С саквояжем этим Иван Фомич в мирной жизни не расставался. На ярмарку ли идет, на рыбалку — всегда в руке саквояж. Даже на охоту таскал — через плечо, вместо ягдташа; бродит, бродит по лесу, выйдет к какой-нибудь деревеньке — погреться, чайку попить, заодно и с народишком пообщается: того послушает, тому порошочков даст, тому ранку полечит. А хозяевам, которые его угощали, обязательно дичину оставит — рябчиков, тетерочку: даже пустячной прибыли не сносил.

Бывало, спешит со своим саквояжиком по узенькому дощатому тротуару — они сохранились в городе и поныне, — навстречу священник. Остановится Иван Фомич:

— Эх, батюшка, грешен я, грешен — воскресную службу пропустил.

Тот ему:

— Да что ты, отче?! Если и есть душе твоей сокрушение, так в этом мой грех — мало, значит, молюсь за тебя. Ты уж беги, беги, не останавливайся. — Благословит фельдшера, да еще и вслед не единожды осенит крестным знамением.

Жил некогда в уезде до чрезвычайности богатый помещик. Прославился он тем, что в годы подготовки реформы сам попросил у государя вольную для своих крестьян. Государь, надо полагать, увлекся возможностью произвести пробу и высочайшим рескриптом пожаловал всем его крепостным вольную.

Освобождение они восприняли как знак барского недовольства: начались обиды, народом овладело уныние, и барину большого труда стоило вернуть в свои земли уверенность и покой. Ни один человек дома родного не оставил.

Об обстоятельствах опыта и о поистине идиллическом его завершении было, разумеется, доложено государю. Что думал он по этому поводу, мы уже не узнаем, но известно, что помещик, о котором идет речь, был образцом не самым типичным, и потому едва ли многого стоил опыт с его крепостными. Дело в том, что человек этот являл собою пример охотничьей безграничности, то есть, с одной стороны, он и страсти своей предавался безгранично, а с другой — охотничья его известность не признавала ни уездных, ни губернских, ни даже государственных границ.

Крестьяне, ему принадлежавшие, ничего не сеяли, но занимались прасольством, то есть закупкой и перепродажей скота. А когда из Москвы приезжал барин… нет, не так… Когда барин, скакавший, словно на сечь, влетал наконец в свои угодья, крестьяне отбрасывали всякое полезное дело и, надрывая глотки, вопили «ур-ра!». Начиналась охота: гончие, борзые — праздник! Интересно, что угодья его резко отличались от окружения: просторнейшие луга с оврагами и островками леса — чистая полустепь, тогда как на много верст кругом — буреломы, и всё предремучие.
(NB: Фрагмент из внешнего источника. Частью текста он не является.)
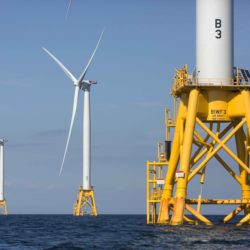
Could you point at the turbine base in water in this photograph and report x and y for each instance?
(85, 204)
(3, 207)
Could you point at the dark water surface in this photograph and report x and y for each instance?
(114, 232)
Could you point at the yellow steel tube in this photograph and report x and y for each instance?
(210, 155)
(229, 170)
(163, 216)
(244, 220)
(233, 214)
(222, 143)
(240, 138)
(198, 215)
(180, 195)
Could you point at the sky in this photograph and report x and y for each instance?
(144, 41)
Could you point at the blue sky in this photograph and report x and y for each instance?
(143, 42)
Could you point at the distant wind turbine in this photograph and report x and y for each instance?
(81, 84)
(68, 9)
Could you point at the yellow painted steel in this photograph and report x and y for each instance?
(208, 118)
(85, 204)
(3, 207)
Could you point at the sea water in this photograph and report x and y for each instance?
(115, 232)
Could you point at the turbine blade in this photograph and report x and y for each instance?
(65, 70)
(71, 124)
(68, 9)
(90, 60)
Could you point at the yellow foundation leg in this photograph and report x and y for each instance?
(181, 189)
(230, 216)
(245, 220)
(3, 206)
(85, 203)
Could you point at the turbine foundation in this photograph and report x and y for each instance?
(85, 204)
Отохотившись, он убывал в Москву, и снова по деревням тишь да спокойствие. Чего ж оставлять такого барина? Конечно.

Как-то гоняли лису — не складывалась охота, долго гоняли. И вот, когда собаки должны были уже взять зверя, баба-дура возникла: как получилось — никто не видел. Подскакал барин к лесу: баба орет, борзые рядом стоят, а лисы нет. В сердцах стеганул бабу арапником, развернулся да и назад. Вечером сказали ему, что баба преставилась: по горлу он ей попал…
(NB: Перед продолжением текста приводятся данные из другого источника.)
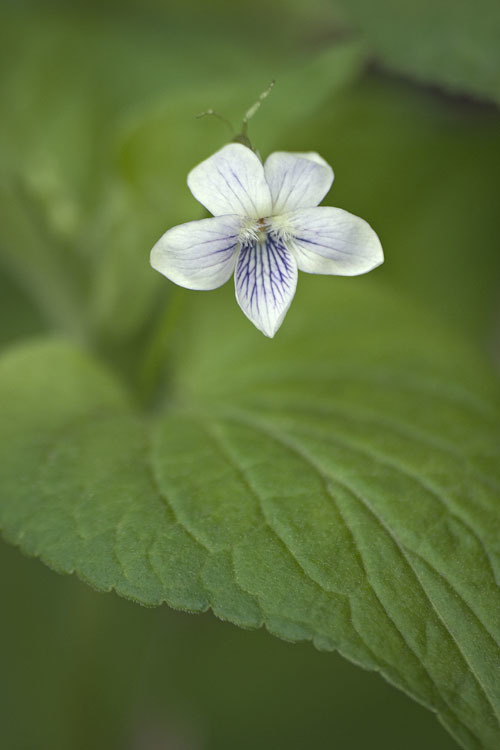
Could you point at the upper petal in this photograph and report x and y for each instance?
(199, 254)
(265, 281)
(232, 181)
(297, 180)
(333, 241)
Барин положил пенсион сиротам, вышел в отставку, поселился в Москве, ходил каждодневно в церковь, подавал нищим и через несколько лет умер со словами «Нет мне прощения и не будет».
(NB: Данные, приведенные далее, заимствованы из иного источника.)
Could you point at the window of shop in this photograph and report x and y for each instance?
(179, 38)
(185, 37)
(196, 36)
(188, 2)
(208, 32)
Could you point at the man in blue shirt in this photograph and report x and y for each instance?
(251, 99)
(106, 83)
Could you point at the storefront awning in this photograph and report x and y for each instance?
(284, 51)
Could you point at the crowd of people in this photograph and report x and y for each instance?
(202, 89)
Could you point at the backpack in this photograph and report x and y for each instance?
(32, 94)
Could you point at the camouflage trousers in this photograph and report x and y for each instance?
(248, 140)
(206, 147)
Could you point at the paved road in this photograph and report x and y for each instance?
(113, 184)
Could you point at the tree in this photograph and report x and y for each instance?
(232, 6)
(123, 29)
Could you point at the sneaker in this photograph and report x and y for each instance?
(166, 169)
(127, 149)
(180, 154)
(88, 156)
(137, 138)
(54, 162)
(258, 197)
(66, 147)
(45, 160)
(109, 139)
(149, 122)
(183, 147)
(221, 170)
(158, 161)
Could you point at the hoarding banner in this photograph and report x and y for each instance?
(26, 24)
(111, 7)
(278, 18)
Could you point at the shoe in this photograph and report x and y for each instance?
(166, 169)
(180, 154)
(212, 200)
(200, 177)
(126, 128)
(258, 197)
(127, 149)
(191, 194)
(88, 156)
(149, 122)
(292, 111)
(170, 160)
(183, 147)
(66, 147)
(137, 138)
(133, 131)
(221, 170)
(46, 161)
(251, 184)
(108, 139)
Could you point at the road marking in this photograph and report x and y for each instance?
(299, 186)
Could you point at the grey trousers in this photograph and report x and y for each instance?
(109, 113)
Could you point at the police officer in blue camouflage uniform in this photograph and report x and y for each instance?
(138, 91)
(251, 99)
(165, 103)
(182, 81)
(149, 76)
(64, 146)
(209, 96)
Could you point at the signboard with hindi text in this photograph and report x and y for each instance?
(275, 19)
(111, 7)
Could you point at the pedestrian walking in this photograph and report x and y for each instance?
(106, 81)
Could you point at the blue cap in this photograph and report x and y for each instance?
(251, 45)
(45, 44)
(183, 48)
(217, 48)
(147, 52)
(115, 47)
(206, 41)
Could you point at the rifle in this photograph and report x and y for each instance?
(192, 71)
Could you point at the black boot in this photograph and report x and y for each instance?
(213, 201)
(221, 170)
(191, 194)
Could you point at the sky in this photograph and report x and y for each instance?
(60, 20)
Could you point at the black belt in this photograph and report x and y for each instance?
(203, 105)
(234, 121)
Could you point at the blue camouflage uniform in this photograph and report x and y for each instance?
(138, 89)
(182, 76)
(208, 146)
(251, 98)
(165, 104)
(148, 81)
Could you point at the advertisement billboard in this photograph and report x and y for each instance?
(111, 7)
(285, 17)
Сын его совершенно не имел черт, сделавших известность отцу. Да это и понятно: воспитывался он в то время, когда отец безуспешно усердствовал на ниве искупления тяжкой вины. Молодой барин вырос человеком необычайно сдержанным — и в движениях, и в словах. Получив значительное образование, он начал серьезно заниматься экономическою наукой и попал в число тех, кто волею обстоятельств был подвигнут на поиски выхода из смятения, в котором после японской войны пребывала Россия.

Люди эти, известно, взялись за дело резво, и Европа вскорости поняла, что если не втянуть Россию в новую войну, ее, быть может, уже и не остановишь…

Ивану Фомичу пришлось как-то принимать роды у жены молодого барина, однажды он выдергивал зуб самому помещику, но более всего семья эта подружилась с фельдшером, когда он вылечил старого кучера. Старик был мужем несчастной бабы, некогда убитой арапником, и молодой барин, взваливший на себя бремя отцовского долга, умолял спасти бедолагу. Фельдшер легко проникался чужой виной и бедой, но — чахотка… Разве ее одолеешь?

Отступила, однако. Почему? Фельдшер не знал — лекарств у него не было. Лечил он более всего молитвами и разговором.